A count of the homeless population in Indianapolis in January showed a slight decline in homelessness since last year, but the proportion of African Americans in the homeless population went up.
There were 1,567 people experiencing homelessness in Indianapolis when the Coalition for Homelessness Intervention and Prevention (CHIP) and volunteers conducted the annual Point-in-Time Count on Jan. 30, the lowest number since at least 2013. Last year there were 1,682 people experiencing homelessness. But the proportion of African Americans was up from 56% last year to 61% this year.
Chelsea Haring-Cozzi, executive director of CHIP, said at a press conference May 23 at Horizon House part of the reason African Americans are overrepresented in the homeless population is because of evictions.

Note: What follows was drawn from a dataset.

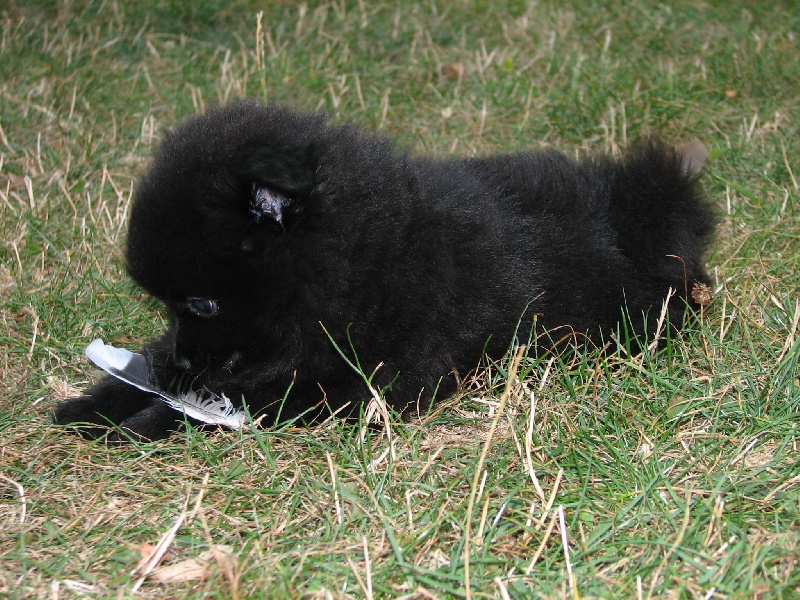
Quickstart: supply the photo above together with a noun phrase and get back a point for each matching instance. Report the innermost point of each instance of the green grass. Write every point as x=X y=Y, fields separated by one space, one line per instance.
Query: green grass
x=674 y=476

“That is something that’s alarming and something we need to start paying attention to,” she said.
Haring-Cozzi said CHIP has started working with the Indiana University Public Policy Institute to do research on evictions in Marion County, adding there is “definitely a racial component to that.” She said they’re also looking at the link between homelessness and involvement with the criminal justice system, since African Americans make up a disproportionate number of people in jails and prisons and it’s often difficult for ex-offenders to find affordable housing because of rental policy restrictions for people with a criminal record. It can also be difficult to find a well-paying job.
Vop Osili, president of the Indianapolis City-County Council, said the council has been supportive of homelessness intervention and prevention and will continue in that direction under his leadership.

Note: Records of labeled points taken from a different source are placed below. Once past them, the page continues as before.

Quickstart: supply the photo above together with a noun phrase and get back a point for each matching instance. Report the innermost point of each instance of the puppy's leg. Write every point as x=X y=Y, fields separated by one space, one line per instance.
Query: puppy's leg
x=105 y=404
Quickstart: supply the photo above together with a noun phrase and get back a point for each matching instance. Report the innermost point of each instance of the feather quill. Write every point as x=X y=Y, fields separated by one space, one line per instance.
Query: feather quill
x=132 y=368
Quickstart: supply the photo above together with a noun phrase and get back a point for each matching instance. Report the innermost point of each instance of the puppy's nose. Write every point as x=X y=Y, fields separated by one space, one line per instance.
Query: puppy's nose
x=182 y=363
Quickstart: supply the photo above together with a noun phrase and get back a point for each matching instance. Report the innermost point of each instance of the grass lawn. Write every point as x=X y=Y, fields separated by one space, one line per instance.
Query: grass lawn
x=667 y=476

“We want to make sure our homeless neighbors are housed, wrapped around the surface and have long-term sustainability,” he said. “The things we can do are be supportive and hopefully provide funding that can move the initiatives forward.”
Osili highlighted an ordinance the council approved in February to decrease the amount of time people can park for free downtown and in Broad Ripple. Part of what the city is using those additional funds for is paying panhandlers to clean sidewalks.

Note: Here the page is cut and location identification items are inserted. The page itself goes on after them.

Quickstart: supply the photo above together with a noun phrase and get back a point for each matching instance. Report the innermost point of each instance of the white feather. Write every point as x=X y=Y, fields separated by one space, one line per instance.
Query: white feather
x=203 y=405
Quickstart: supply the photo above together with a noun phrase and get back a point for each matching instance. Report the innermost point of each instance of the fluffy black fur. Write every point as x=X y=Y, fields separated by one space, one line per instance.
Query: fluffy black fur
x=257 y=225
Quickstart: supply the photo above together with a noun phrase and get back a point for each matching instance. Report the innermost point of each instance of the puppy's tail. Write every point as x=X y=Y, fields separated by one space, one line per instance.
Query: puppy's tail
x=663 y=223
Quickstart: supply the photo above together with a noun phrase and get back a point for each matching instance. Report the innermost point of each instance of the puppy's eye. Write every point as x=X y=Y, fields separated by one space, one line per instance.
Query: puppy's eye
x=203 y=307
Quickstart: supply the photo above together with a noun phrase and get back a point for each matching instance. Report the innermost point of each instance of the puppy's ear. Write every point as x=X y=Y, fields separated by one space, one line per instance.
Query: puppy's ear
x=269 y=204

Not every councilor has been friendly toward the city’s homeless. Councilman Michael McQuillen introduced a “no sit, no lie” proposal last year that would have prohibited anyone from sitting or lying in the Mile Square from 6 a.m. to midnight. McQuillen withdrew the proposal when it became obvious it wouldn’t pass, and Osili said he’s not worried about similar proposals coming back up.
Haring-Cozzi — along with Mayor Joe Hogsett, Horizon House Executive Director Teresa Wessel — emphasized the one-night count is a snapshot of homelessness in the city. Jan. 30 also happened to be one of the coldest nights of the year, which means some statistics — how many homeless were unsheltered, for example — may not be representative. Since the count includes people in transitional housing and emergency shelters, there isn’t reason to believe the total count isn’t accurate.
The biggest statistical decrease from 2018 to 2019 was the number of people experiencing chronic homelessness, a 39% decrease. Chronic homelessness includes those who have at least one disabling condition (substance abuse disorder, for example) and have been homeless consecutively for at least a year, or those who have been homeless at least four times in the past three years.
“It is true most of the numbers in this year’s Point-in-Time Count are headed in the right direction,” Hogsett said. “… To me, this reaffirms that the approach we’ve taken with our partners throughout the city, a housing-first approach, is the right approach.”
Part of that approach is the Housing to Recovery Fund, launched by the mayor’s office and Central Indiana Community Foundation (CICF) in January. CICF has committed to raising $2 million this year and $2 million next year for services to help sustain permanent housing. Getting someone into permanent housing is one challenge, but having the resources to stay there is different.
The U.S. Department of Housing and Urban Development (HUD) mandates a count of people experiencing homelessness in order to receive funding. HUD awarded nearly $137,000 dollars this year to CHIP’s Coordinated Entry System, which coordinates shelter and permanent housing in the city.